More nanotube progress

Hongjie Dai and his colleagues take a new approach for getting 100% semiconducting nanotubes. They grow a mixed bunch of semiconducting and metallic nanotubes on a silicon wafer and have them bridge the source and drain of a transistor. Then they expose the devices to methane plasma at 400 °C. The hot, ionized methane particles eat away the carbon atoms, but only in the metallic nanotubes, converting the tubes into a hydrocarbon gas. (The plasma also etches out nanotubes with diameters smaller than about 1.4 nanometers.) Next, the researchers treat the wafer in a vacuum at a temperature of 600 °C; this treatment gets rid of carbon-hydrogen groups that latch on to the semiconducting nanotubes during the plasma treatment. This leaves behind purely semiconducting nanotubes with a consistent range of diameters stretching across the source and drain. With this heat based approach, one can treat an entire wafer, which may contain several devices, at once.

From space ref.com, NASA’s Goddard Space Flight Center in Greenbelt, Maryland licensed its patented technique for manufacturing high-quality single-walled carbon nanotubes (CNTs) to Idaho Space Materials (ISM) in Boise.

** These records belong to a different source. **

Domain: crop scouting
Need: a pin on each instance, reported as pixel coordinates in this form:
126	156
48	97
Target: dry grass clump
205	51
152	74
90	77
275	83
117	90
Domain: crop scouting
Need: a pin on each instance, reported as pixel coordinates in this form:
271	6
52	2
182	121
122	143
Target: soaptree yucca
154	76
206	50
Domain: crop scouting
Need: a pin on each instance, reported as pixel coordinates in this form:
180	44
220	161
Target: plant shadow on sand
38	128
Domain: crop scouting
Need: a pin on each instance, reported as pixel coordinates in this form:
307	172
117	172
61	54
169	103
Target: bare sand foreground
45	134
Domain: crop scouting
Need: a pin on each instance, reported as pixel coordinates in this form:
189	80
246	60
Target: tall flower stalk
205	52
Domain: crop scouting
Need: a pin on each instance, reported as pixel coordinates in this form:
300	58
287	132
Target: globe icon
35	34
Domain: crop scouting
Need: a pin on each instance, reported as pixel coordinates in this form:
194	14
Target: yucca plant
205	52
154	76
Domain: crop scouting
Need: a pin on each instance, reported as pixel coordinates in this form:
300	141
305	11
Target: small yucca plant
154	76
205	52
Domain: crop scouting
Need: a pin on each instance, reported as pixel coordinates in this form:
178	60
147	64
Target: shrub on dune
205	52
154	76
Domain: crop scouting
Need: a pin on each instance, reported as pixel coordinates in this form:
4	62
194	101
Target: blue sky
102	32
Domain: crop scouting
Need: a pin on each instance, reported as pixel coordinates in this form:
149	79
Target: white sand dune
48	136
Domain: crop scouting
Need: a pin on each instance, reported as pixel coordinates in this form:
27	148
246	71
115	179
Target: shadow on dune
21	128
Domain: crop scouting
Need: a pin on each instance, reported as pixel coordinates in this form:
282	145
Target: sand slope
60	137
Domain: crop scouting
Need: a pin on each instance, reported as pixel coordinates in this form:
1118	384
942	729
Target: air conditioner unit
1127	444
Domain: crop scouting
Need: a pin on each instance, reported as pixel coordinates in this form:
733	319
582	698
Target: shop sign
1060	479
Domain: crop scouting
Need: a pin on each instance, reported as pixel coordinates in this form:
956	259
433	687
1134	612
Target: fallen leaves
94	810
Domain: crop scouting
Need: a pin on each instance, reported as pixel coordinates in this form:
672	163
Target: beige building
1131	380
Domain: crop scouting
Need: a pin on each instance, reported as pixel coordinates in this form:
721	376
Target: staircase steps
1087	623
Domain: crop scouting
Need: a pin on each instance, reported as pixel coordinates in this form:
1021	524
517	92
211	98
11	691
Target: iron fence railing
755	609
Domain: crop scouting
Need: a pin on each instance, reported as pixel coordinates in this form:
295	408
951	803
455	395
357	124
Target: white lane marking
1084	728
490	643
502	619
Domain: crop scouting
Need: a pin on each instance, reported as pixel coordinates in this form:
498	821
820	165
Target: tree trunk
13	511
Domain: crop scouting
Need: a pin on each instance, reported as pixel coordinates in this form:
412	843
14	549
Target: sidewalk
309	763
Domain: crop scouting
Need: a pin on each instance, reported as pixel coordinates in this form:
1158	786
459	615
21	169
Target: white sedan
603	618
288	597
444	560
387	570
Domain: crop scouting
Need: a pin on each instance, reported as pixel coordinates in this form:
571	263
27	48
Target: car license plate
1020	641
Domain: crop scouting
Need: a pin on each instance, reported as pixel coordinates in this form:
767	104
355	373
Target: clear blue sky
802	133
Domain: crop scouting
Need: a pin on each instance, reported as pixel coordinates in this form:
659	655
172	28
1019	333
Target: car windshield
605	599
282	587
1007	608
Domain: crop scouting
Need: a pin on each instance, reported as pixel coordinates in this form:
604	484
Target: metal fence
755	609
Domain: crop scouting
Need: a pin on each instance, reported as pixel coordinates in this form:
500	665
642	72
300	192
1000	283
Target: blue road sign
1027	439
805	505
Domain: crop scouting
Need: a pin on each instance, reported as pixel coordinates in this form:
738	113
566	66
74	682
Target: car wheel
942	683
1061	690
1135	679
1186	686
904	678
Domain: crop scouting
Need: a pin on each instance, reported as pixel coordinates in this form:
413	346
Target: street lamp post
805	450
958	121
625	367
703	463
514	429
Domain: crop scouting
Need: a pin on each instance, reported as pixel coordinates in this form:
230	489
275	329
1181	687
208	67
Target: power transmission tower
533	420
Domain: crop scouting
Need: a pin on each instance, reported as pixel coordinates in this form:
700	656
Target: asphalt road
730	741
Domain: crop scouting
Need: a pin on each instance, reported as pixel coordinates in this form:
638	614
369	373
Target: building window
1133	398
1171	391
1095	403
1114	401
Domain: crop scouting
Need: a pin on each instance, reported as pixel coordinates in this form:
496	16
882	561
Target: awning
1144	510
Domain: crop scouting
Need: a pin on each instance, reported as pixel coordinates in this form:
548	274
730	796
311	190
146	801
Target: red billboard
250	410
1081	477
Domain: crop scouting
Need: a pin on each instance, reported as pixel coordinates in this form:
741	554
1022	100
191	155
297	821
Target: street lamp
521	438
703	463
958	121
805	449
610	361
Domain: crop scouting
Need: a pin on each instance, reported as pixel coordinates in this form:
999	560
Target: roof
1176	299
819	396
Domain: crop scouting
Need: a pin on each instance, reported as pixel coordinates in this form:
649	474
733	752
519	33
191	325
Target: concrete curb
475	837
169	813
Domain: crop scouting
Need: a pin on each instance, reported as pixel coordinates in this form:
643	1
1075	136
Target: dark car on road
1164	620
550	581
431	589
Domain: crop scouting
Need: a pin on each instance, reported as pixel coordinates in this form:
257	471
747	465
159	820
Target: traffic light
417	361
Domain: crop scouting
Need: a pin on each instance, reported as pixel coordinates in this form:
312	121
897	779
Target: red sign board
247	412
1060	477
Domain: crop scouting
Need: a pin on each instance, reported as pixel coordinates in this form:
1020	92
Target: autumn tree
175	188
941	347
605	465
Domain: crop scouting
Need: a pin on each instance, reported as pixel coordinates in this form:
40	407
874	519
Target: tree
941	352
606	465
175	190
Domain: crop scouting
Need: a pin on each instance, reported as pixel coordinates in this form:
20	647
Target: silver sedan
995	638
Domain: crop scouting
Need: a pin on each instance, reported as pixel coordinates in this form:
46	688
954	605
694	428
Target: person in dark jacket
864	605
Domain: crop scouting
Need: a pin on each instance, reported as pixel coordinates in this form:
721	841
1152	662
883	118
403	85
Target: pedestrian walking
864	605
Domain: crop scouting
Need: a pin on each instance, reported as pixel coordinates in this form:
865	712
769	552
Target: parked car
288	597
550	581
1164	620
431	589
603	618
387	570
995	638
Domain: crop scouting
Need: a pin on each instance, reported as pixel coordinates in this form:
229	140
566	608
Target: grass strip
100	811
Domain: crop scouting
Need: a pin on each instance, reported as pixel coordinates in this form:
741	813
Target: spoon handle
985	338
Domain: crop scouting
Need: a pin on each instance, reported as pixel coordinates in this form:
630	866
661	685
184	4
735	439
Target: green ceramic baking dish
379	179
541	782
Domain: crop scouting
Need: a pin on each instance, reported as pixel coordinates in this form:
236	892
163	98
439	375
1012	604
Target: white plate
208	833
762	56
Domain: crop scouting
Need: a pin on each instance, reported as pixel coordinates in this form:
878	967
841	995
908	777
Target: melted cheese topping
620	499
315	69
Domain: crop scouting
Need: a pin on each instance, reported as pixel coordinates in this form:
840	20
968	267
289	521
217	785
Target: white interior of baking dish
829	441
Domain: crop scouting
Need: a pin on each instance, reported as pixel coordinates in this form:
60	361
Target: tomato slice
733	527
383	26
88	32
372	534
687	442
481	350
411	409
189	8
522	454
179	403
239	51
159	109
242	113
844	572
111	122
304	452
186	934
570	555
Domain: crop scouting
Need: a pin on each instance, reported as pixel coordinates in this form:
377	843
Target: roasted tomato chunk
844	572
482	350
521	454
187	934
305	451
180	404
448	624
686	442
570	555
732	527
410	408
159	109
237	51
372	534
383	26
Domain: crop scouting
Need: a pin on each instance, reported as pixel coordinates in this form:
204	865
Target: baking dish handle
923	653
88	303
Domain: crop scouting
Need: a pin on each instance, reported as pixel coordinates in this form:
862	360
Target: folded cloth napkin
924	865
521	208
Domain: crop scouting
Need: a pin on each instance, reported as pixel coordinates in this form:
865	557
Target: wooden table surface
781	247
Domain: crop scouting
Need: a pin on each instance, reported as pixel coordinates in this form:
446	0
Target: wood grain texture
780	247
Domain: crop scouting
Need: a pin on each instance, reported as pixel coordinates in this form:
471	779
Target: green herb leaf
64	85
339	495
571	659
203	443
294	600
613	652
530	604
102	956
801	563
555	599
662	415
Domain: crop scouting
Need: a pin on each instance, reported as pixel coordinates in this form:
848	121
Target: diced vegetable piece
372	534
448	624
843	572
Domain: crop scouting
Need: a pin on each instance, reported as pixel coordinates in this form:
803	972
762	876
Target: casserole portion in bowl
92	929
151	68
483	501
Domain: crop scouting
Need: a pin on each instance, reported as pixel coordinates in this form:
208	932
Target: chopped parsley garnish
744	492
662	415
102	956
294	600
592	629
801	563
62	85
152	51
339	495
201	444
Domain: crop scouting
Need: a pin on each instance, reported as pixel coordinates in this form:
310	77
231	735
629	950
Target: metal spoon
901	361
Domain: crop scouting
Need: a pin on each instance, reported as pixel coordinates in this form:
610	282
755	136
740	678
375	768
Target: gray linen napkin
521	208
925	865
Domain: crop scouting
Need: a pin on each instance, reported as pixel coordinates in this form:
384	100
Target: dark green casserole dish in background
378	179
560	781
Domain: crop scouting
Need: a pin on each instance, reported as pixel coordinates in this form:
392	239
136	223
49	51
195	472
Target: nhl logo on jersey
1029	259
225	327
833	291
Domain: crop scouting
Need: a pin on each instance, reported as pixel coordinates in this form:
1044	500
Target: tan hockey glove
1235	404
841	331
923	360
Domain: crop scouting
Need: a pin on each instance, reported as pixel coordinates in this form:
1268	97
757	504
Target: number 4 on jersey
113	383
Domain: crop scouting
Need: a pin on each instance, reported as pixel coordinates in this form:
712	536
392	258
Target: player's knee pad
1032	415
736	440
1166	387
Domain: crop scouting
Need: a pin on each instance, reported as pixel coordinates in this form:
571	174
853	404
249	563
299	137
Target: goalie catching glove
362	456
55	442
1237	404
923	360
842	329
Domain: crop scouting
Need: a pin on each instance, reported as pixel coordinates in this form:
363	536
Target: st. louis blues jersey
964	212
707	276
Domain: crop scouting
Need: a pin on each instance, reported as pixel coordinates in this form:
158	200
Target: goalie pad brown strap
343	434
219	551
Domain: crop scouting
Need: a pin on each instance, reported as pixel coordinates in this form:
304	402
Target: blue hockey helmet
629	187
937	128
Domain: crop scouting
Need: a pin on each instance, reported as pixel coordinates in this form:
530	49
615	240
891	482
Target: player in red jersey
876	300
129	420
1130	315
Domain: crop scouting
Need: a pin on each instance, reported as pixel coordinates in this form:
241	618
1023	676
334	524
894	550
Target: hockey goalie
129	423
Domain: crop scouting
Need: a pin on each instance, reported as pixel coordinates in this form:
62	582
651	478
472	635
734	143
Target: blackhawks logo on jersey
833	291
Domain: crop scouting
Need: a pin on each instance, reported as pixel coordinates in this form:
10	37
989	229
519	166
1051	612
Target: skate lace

Having successfully commercialized NASA’s manufacturing process to increase production capacity while maintaining quality, ISM can produce single-walled CNTs at a rate of 50 grams per hour. The key to the innovation developed by Dr. Benavides was the ability to produce bundles of CNTs without using a metal catalyst, dramatically reducing pre- and post-production costs while generating higher yields of better quality product.